The foam core was thick and very difficult to cut neatly. The edges even had to be sanded afterward. Fortunately I had assistance from a friend with a steady hand and experience with a straight razor. Then I had to make a template to center the prints on the backings. It was the middle of summer, and the sweat from my brow dripped and stained the foam core. I used acid-free, two-sided tape to affix the prints. This was meticulous and draining work. I struggled to get each one perfect. The images were pressed directly against the glass because I didn't use mattes. This was a mistake, and a hassle as well. Any moisture made the photo surface smudge. Ultimately my homemade solution looked good, but I resolved to find an easier way in the future. And I would have to because I couldn't re-use those frames, since I wrote the titles directly on the foam core.

For my next show I just broke down and invested in thirty pre-made, manufactured frames. I chose to use natural wood grained, matted frames from Nielsen Bainbridge. I bought them from Utrecht in the South Side (Pittsburgh). I got a fairly good deal, paying about $16 a piece. It was a large outlay, but it has paid off since. For the price, they are remarkably professional looking. Of course, this option requires a standard-sized print. The matte opening I chose was for 11" x 14" images. I have sinced re-used these several times, and they seem to be holding up quite well. The wall mountings included are kind of cheap, so the best option is just to rest the frame directly on two nails. If you are not willing to spend excessive amounts on custom framing, this is the way to go.

When it comes to actually sitting down and putting 30 or so images behind glass, it helps to have a friend willing to lend a hand. Particularly if you set up an assembly line system. Windexing the glass, pulling off the backings, taping (use acid-free artist tape... not the double sided version), and signing the work are all discreet steps in a larger system of efficiency. Put on some energizing music and try not to think about how much there is to be done. Keep the cats out of the room, and maintain a clean surface to work upon. You're done before you know it, and you can look forward to the joys of hanging your work!

8 Comments:

Blogger Merge Divide said...

I feel obligated to apologize to anyone who read this entire post with the expectation of finding anything interesting hidden in its form. One does feel obligated to establish a floor, as well as a ceiling. This is the most boring post I have ever written.

7:56 PM  
Blogger Dagrims said...

Actually, I found your post interesting. I never thought about the labor and cost that go into framing photographs for display. I know that spending nearly $500 for some frames must have been a huge decision for you.

Don't underestimate your ability to turn what you consider a mundane activity into an informative and interesting article.

8:21 PM  
Anonymous jefg99 said...

I'm just happy to own one of your first frames from your original show.

3:03 PM  
Blogger Merge Divide said...

dagrims,

are you calling me cheap, or just rubbing my poverty in my face? (just kidding, of course... can't convey ironic tone over net)

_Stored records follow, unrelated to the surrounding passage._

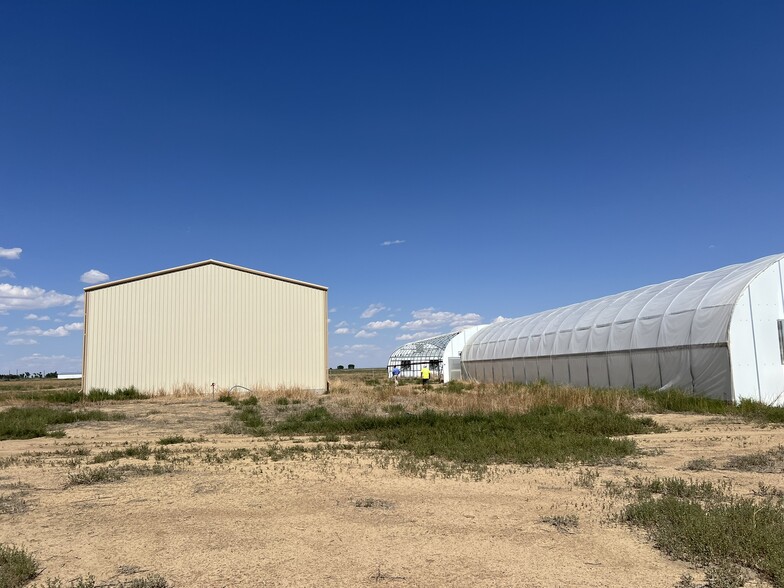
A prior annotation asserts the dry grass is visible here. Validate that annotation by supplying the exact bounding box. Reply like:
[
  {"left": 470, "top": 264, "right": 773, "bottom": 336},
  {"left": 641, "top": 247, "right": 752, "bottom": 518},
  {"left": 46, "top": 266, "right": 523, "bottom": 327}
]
[{"left": 318, "top": 377, "right": 651, "bottom": 413}]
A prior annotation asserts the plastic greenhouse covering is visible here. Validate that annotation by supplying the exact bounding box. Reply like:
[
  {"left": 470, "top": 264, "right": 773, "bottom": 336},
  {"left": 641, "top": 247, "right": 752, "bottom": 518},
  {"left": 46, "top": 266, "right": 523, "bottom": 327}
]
[
  {"left": 387, "top": 332, "right": 459, "bottom": 379},
  {"left": 462, "top": 255, "right": 784, "bottom": 400}
]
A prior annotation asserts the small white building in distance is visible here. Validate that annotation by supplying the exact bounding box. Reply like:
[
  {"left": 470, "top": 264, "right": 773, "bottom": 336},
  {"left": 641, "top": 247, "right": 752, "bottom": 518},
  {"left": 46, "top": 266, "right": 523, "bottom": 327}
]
[
  {"left": 462, "top": 254, "right": 784, "bottom": 405},
  {"left": 387, "top": 325, "right": 487, "bottom": 384},
  {"left": 82, "top": 259, "right": 327, "bottom": 393}
]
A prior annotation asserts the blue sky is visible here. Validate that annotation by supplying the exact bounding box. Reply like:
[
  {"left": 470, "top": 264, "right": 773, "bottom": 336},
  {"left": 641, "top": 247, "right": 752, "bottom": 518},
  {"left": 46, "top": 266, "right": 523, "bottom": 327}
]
[{"left": 0, "top": 0, "right": 784, "bottom": 372}]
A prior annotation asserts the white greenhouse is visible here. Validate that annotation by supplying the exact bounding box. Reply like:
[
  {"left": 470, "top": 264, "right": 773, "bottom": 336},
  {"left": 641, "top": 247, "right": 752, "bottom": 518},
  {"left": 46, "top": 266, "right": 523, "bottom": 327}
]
[
  {"left": 462, "top": 254, "right": 784, "bottom": 405},
  {"left": 387, "top": 325, "right": 487, "bottom": 383}
]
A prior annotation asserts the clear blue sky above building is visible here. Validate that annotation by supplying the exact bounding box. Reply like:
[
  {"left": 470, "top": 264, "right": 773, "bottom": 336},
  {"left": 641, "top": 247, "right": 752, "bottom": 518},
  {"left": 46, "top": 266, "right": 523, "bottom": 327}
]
[{"left": 0, "top": 0, "right": 784, "bottom": 372}]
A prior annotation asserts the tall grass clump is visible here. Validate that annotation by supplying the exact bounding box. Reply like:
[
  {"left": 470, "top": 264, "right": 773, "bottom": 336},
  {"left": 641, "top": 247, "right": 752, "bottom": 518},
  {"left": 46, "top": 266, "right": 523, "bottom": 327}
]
[
  {"left": 0, "top": 407, "right": 125, "bottom": 440},
  {"left": 621, "top": 479, "right": 784, "bottom": 586},
  {"left": 0, "top": 543, "right": 40, "bottom": 588},
  {"left": 274, "top": 406, "right": 658, "bottom": 465},
  {"left": 86, "top": 386, "right": 149, "bottom": 402}
]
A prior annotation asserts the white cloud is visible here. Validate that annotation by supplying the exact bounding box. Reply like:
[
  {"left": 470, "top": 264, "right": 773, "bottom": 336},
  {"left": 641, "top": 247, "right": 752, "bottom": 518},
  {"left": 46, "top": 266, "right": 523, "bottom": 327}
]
[
  {"left": 81, "top": 269, "right": 109, "bottom": 284},
  {"left": 331, "top": 343, "right": 379, "bottom": 360},
  {"left": 365, "top": 320, "right": 400, "bottom": 329},
  {"left": 0, "top": 247, "right": 22, "bottom": 259},
  {"left": 25, "top": 312, "right": 52, "bottom": 321},
  {"left": 395, "top": 331, "right": 438, "bottom": 341},
  {"left": 359, "top": 303, "right": 387, "bottom": 318},
  {"left": 17, "top": 353, "right": 82, "bottom": 373},
  {"left": 0, "top": 284, "right": 77, "bottom": 311},
  {"left": 400, "top": 307, "right": 482, "bottom": 331},
  {"left": 8, "top": 323, "right": 84, "bottom": 337}
]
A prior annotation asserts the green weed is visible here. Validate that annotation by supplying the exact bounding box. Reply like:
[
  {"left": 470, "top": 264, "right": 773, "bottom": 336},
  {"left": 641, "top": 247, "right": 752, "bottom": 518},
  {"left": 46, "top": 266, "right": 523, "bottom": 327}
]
[
  {"left": 274, "top": 406, "right": 658, "bottom": 465},
  {"left": 0, "top": 543, "right": 40, "bottom": 588},
  {"left": 0, "top": 407, "right": 125, "bottom": 440},
  {"left": 621, "top": 478, "right": 784, "bottom": 586}
]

I'm glad someone got something from this post.

5:16 PM  
Blogger Merge Divide said...

jefg,

And I'm just happy that it hasn't found it's way into the garbage yet. You might want to be wary of the mount on that piece. However, I haven't had any difficulties with the 8" x 11"s. Ah shucks.. you wouldn't sue me anyway.

5:18 PM  
Anonymous Anonymous said...

great post!
all artists will appreciate it.
sometimes i'll feel very fortunate.

4:34 PM  
Anonymous Anonymous said...

You could have asked your local framer and gallery owner for help. Chances are that he could have worked within your budget and made the few bucks that you gave to the mail order company that does not support art in your town.

12:56 PM  
Blogger Merge Divide said...

You definitely have a point. But for what I had available as far as finances are concerned, the local framer wouldn't have made any profit. The opportunity for him/her would have been charity work.